You can certainly ask the Court to award you your costs and the Court may well do so BUT if you have trouble getting him to honour everything else, which appears to be the case, then it is a little unlikely that he will pay your costs. 

It is important also that you grasp that the legal costs you incur are your costs - your responsibility. Even if the Court awarded you your costs, if your husband won't pay them,  those costs are still your responsibility. Clients often feel that if there is an order for costs against their opponent, that the costs are no longer their own responsibility. And if the solicitors cannot get their fees from the other side, well, tough! 

That's not how it works. The client is always responsible for the costs they incur in pursuing their case. If they get a contribution or indemnity from the other side, then happy days!

mf


----------



## grownupgirl (2 Jan 2011)

Thanks mf1, I understand all that you have said and thanks for your reply. My question was actually about whether judges are likely to award costs in court. I have heard that costs are never awarded in family law cases and I just wanted to know if this is true.


----------



## mf1 (2 Jan 2011)

"costs are never awarded in family law cases"

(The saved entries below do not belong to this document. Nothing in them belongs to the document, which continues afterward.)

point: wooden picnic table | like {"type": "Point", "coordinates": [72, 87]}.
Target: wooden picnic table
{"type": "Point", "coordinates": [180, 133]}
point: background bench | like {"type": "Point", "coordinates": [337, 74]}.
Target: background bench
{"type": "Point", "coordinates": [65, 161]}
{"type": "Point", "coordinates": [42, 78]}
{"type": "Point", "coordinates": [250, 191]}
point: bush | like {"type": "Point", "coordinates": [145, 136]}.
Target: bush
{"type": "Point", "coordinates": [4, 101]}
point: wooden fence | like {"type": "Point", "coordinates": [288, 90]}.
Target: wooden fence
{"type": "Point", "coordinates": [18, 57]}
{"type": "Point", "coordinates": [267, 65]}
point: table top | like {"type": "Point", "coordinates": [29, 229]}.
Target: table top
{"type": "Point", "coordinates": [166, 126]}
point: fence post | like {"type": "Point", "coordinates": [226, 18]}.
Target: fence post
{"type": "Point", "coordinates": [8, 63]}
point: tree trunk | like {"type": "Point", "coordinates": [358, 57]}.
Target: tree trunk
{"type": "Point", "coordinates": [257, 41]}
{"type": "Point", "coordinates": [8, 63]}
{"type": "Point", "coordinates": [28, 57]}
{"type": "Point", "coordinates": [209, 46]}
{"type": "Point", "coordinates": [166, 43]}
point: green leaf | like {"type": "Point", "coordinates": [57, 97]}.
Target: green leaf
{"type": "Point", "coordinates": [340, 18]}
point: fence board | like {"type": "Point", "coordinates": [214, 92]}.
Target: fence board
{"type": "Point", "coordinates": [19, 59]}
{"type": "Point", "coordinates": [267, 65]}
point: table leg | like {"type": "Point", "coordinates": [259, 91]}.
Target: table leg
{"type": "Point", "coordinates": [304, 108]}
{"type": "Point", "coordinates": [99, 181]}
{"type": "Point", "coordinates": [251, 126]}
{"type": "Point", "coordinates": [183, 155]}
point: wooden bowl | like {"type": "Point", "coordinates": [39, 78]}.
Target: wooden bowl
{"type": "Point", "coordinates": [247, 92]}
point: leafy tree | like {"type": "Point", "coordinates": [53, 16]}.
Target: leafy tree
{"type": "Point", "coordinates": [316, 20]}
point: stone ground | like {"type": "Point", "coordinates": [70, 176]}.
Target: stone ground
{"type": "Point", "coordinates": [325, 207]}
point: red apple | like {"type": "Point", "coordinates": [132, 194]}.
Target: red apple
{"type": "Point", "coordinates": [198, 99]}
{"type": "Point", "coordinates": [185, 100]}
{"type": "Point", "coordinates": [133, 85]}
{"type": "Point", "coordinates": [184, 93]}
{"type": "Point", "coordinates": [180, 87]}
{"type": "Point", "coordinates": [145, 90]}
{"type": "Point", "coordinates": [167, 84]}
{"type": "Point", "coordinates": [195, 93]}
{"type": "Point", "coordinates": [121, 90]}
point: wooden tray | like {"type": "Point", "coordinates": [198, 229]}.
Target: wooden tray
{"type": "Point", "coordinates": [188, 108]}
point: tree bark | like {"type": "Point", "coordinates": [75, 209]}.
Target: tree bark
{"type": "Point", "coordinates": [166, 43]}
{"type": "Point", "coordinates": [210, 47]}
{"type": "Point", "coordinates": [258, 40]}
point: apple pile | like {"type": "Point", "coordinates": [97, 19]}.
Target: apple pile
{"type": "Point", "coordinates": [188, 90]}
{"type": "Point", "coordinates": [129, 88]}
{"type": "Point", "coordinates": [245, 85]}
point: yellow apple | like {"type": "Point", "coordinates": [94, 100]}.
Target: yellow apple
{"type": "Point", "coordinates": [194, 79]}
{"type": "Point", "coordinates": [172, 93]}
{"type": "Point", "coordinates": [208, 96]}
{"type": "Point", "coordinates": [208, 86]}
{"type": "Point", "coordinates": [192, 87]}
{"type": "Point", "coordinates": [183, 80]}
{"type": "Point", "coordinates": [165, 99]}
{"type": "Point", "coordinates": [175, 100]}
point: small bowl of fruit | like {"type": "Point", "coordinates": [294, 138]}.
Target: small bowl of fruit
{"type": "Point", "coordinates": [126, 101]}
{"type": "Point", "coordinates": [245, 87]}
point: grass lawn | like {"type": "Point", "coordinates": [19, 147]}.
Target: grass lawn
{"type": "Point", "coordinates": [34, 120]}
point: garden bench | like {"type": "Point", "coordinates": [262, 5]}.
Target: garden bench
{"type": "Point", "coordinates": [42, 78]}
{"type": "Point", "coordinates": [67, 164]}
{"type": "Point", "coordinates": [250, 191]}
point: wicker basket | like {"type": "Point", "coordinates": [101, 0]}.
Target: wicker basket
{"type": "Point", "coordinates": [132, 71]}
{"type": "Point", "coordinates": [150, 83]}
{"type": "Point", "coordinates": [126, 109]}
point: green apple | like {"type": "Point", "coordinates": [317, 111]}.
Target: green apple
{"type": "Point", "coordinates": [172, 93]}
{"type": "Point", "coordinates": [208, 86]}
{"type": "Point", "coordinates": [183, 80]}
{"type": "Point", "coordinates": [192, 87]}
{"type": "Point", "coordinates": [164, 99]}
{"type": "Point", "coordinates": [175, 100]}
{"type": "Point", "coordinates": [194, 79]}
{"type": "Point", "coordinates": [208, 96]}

It is the norm. But you can still ask and, in some cases , the Court will make that order.

mf


----------



## Mr. C.J.H. (2 Jan 2011)

I have been involved in many family law cases where one party or the engaged in nconscionable conduct and not once have I seen a Court award costs. I am a solicitor and since I moved firms about 9 months ago now rarely practice family law, nevertheless I asked a very experienced barrister (20 years+ call) who practices exclusively in the family courts whether she had ever been involved ina case where costs were awarded and she told me that the only time she had seen it was where there was consent from one party to same. She said that she has heard from colleagues of one or two examples over the years, but I think the OP's solicitor is right when they say that costs are virtually never awarded in family cases.


----------